Amazon SageMaker adds new inference capabilities to help reduce foundation model deployment costs and latency

2023-11-29 Antje Barth

Post Syndicated from Antje Barth original https://aws.amazon.com/blogs/aws/amazon-sagemaker-adds-new-inference-capabilities-to-help-reduce-foundation-model-deployment-costs-and-latency/

Today, we are announcing new Amazon SageMaker inference capabilities that can help you optimize deployment costs and reduce latency. With the new inference capabilities, you can deploy one or more foundation models (FMs) on the same SageMaker endpoint and control how many accelerators and how much memory is reserved for each FM. This helps to improve resource utilization, reduce model deployment costs on average by 50 percent, and lets you scale endpoints together with your use cases.
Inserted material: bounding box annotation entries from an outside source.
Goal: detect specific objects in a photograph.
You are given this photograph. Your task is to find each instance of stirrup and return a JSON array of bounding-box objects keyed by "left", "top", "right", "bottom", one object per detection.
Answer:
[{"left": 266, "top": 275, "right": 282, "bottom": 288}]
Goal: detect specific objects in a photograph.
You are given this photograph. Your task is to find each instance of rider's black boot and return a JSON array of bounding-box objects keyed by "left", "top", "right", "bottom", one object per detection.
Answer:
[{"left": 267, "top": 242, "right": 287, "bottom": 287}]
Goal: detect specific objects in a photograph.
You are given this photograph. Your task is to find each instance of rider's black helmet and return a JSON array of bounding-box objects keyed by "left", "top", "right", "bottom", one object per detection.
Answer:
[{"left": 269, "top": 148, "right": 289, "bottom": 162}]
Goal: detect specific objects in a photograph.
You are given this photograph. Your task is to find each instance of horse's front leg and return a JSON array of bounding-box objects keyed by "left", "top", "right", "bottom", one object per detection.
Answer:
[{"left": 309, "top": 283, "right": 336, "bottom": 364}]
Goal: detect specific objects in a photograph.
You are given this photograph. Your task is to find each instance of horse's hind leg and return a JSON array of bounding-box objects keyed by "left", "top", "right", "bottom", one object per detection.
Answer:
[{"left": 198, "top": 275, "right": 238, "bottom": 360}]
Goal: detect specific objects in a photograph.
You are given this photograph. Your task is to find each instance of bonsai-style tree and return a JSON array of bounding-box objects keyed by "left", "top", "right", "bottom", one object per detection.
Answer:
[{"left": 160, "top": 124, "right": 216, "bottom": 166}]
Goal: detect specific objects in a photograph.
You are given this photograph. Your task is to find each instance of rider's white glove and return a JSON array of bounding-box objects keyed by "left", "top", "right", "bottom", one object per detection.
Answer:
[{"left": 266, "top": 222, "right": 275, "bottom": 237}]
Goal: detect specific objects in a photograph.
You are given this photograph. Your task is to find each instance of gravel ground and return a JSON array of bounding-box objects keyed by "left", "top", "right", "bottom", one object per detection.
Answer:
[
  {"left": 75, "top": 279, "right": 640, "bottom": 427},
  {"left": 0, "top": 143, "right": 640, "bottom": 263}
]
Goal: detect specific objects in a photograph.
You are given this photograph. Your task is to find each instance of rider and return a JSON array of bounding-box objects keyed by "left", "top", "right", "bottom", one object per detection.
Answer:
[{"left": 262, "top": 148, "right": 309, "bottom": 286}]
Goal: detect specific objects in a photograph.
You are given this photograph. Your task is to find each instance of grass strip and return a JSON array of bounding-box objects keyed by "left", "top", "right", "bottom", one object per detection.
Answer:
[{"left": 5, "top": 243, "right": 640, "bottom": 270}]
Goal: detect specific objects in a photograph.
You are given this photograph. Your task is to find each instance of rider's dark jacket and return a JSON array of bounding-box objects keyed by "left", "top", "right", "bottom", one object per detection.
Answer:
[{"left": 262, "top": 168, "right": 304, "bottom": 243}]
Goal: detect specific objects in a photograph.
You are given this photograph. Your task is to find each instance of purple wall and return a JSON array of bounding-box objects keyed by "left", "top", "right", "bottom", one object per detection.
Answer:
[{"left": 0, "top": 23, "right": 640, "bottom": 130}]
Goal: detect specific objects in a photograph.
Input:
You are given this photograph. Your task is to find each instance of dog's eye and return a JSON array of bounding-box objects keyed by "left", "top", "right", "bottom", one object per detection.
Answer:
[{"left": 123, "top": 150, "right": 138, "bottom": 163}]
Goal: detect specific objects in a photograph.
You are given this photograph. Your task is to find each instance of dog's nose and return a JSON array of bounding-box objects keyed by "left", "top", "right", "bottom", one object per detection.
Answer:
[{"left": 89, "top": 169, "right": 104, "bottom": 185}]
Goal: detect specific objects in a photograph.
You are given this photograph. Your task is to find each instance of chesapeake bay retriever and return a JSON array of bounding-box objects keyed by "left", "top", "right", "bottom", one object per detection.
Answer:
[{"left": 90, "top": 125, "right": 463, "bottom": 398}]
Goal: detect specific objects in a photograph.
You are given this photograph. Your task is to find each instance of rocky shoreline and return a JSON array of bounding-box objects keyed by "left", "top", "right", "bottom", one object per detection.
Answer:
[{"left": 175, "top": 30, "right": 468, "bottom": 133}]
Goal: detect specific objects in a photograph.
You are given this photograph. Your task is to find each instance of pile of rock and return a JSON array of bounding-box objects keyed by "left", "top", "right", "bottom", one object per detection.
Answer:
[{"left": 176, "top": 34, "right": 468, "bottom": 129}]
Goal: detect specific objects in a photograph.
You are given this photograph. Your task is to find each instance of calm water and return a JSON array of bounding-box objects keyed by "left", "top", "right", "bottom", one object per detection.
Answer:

For each FM, you can define separate scaling policies to adapt to model usage patterns while further optimizing infrastructure costs. In addition, SageMaker actively monitors the instances that are processing inference requests and intelligently routes requests based on which instances are available, helping to achieve on average 20 percent lower inference latency.

Key components
The new inference capabilities build upon SageMaker real-time inference endpoints. As before, you create the SageMaker endpoint with an endpoint configuration that defines the instance type and initial instance count for the endpoint. The model is configured in a new construct, an inference component. Here, you specify the number of accelerators and amount of memory you want to allocate to each copy of a model, together with the model artifacts, container image, and number of model copies to deploy.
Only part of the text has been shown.